New work from Carnegie’s Ethan Greenblatt and Allan Spradling reveals that the genetic factors underlying fragile X syndrome, and potentially other autism-related disorders, stem from defects in the cell’s ability to create unusually large protein structures. Their findings are published in Science.
Their work focuses on a gene called Fmr1. Mutations in this gene create problems in the brain as well as the reproductive system. They can lead to the most-common form of inherited autism, fragile X syndrome, as well as to premature ovarian failure.

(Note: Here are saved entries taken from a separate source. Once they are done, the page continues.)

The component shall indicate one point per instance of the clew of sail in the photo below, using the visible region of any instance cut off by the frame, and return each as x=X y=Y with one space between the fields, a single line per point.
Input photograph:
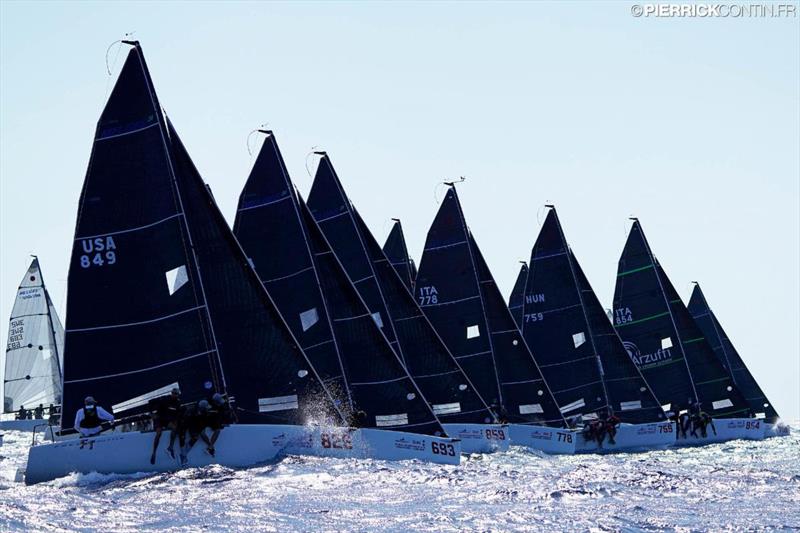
x=33 y=353
x=457 y=292
x=705 y=318
x=516 y=298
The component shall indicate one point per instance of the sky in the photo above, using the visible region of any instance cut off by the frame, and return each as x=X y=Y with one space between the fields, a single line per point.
x=690 y=124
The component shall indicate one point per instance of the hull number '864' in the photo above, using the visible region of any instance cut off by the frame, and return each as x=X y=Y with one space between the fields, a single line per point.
x=341 y=441
x=495 y=434
x=443 y=449
x=99 y=251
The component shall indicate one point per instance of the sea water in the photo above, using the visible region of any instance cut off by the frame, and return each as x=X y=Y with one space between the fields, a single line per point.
x=741 y=485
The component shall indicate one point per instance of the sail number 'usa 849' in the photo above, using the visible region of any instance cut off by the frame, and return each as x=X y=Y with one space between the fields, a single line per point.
x=99 y=251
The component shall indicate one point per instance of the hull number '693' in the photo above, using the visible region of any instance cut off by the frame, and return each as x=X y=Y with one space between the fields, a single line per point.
x=341 y=441
x=495 y=434
x=564 y=437
x=443 y=449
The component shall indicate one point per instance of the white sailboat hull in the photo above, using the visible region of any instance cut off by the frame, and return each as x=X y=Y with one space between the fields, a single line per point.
x=776 y=430
x=543 y=438
x=480 y=438
x=632 y=437
x=726 y=429
x=239 y=445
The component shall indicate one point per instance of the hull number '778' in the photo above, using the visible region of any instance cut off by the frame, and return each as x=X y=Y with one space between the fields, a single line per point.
x=443 y=449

It was already thought that Fmr1 plays a pivotal part in the last stages of the process by which the recipe encoded by a gene is used to construct a protein.
Here’s how it works:
Our genetic information is stored in DNA molecules, which are bound up tightly in the nucleus of each cell. Think of this as a master list of instructions. Before the cell can read one of the protein recipes, it must be copied over — or transcribed — by the more-mobile RNA. Think of RNA molecules as runners, carrying bits of code from the nucleus to the place where the protein will be manufactured. The RNA’s code is then translated into a string of amino acids by a special protein-making assembly line.
In most instances, these steps — transcription from DNA to RNA and translation from RNA to protein — occur in rapid succession. However, in some highly specialized kinds of cells, including neurons and eggs, it is necessary for RNA to be created and then stored for future use.
Previous work had suggested that Fmr1 prevents the stored RNA molecules from overproducing new proteins. But since many of these studies were done with brain cells, in which the results were very complicated to analyze, Greenblatt and Spradling set out to solve the problem by studying Fmr1’s effects on the protein-manufacturing process in a much simpler type of cell — fruit fly eggs.
“Our results surprised us,” Spradling said. “We found that egg cells lacking Fmr1 were at first completely normal; but over time, if they were stored, they lost function much faster than stored eggs with normal Fmr1, which is reminiscent of the human ovarian failure syndrome. What’s more, when fertilized, these Fmr1-lacking eggs created offspring with severe nervous system defects, which is reminiscent of fragile X syndrome.”
Expanding their analysis, Greenblatt and Spradling revealed that Fmr1 mutant egg cells produce reduced amounts of several hundred proteins, many of which, if missing completely, are associated with autism.
A common denominator among the affected proteins is that they encode some of the largest proteins constructed by our bodies. Even in normal eggs, large proteins, including those affected by Fmr1, are produced inefficiently, reflecting the challenge of stringing together a very long protein chain under conditions of RNA storage.
“We think that Fmr1 serves as a sort of a helper, which boosts the production of critically important large proteins that are difficult for eggs or neurons to manufacture,” Greenblatt said. “Without Fmr1, egg cells have inadequate supplies of specific large proteins and prematurely start to fail. Since Fmr1 is also important in the brain, the loss of certain large proteins associated with autism could explain the autism-like symptoms of fragile X syndrome patients.”
Future research should investigate whether problems related to the manufacture of large proteins is linked to aging or other disorders such as Alzheimer’s disease and ALS.
This research was funded by the Jane Coffin Childs Memorial Fund and the Howard Hughes Medical Institute.